第1章 アネモネの夢00~50
私は彼女の言い分に呆れ、返事を返しながらもどうしたら現状を把握するために周囲を観察する。
私の両手は纏めて拘束されてベッドヘッドに縛られている。足はまだ自由だが、現時点では男がその間に割り込んで結構あられもない姿になっている。
蹴り飛ばして良いかなってチラリと思ったけど、まだ喧嘩を売るには早すぎるなと諦める。
「雹牙様、素敵よね。なんであんたなんかに構ってるのか知らないけど、男の下ではしたなく喘ぐあんたの姿を見たらどう思うのかしらねぇ?」
「あの美人な兄ちゃんか。お前、あの兄ちゃんを狙ってこんな綺麗にしてんのか? あぁ?」
「はぁ……あの人と会ったのは偶然だし、化粧を変えたのはただの気分転換だけど何か?」
「てめぇっ!」
二人して訳のわからないことを喚くので、思わず呆れたため息と共に返したら今度こそ殴られた。
その痛みに生理的な涙が浮かんでくるのを愉快そうに見てくる男に悔しさから睨みつける。
同期も一緒になって嗤ってくるのが腹が立つ。だから思わず、だったけどどうやら同期の地雷だったらしい。

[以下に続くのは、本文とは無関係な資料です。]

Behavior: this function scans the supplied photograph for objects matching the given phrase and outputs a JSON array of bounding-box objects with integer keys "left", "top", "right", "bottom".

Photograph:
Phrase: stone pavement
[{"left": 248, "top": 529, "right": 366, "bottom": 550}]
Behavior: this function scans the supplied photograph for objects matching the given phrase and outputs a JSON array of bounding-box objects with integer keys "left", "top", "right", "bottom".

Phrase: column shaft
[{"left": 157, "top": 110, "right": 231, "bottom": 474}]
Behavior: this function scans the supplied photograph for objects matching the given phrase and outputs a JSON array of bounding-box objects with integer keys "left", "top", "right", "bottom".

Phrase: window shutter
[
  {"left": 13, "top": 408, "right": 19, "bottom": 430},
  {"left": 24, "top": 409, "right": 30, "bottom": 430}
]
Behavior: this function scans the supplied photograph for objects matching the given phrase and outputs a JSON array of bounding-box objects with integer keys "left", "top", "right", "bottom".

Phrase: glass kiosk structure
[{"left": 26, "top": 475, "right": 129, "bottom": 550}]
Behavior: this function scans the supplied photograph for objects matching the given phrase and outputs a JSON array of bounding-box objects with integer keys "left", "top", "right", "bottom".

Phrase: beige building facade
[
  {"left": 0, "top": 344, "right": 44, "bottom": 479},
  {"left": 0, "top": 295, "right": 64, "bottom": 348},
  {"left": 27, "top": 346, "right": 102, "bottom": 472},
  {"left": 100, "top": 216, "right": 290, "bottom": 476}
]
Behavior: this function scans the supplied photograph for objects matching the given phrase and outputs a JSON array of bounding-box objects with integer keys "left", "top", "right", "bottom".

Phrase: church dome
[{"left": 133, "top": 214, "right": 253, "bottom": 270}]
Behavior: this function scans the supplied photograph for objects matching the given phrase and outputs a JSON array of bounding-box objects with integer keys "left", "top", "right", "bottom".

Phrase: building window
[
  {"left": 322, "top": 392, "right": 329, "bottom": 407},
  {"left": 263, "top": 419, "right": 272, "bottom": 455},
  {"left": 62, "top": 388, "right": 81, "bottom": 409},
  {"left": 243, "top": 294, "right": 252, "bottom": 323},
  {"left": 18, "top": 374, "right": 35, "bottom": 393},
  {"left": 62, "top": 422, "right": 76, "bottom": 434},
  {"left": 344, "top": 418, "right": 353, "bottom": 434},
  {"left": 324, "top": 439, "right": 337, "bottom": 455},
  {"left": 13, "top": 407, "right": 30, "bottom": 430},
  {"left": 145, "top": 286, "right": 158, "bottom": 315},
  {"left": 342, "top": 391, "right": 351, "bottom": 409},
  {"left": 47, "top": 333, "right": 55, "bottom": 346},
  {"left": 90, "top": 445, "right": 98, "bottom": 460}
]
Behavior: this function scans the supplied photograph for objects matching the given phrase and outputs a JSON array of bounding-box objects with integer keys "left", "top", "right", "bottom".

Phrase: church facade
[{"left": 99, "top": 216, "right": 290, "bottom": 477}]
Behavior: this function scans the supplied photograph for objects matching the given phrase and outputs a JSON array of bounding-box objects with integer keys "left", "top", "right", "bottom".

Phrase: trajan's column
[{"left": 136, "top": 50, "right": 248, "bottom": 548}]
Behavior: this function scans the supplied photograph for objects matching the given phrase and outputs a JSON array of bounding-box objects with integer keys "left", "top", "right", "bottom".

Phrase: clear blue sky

「そんな性格ブスのままじゃ、どう頑張っても雹牙さんの視界には入らないわね」
「っ! あんたっ! ちょっと気に入られてるからって生意気よっ! あんたなんかその男にヤられて雹牙様にも捨てられれば良いわっ!」
カッと目を見開いた同期は、般若の表情でそう叫ぶと元カレに殺さない程度に好きにすればいいと言いおいてどこかへ去っていく。
私はしまったなと思いながら相変わらず卑下た笑みを浮かべ、嬲ろうとする男と対峙する羽目になった。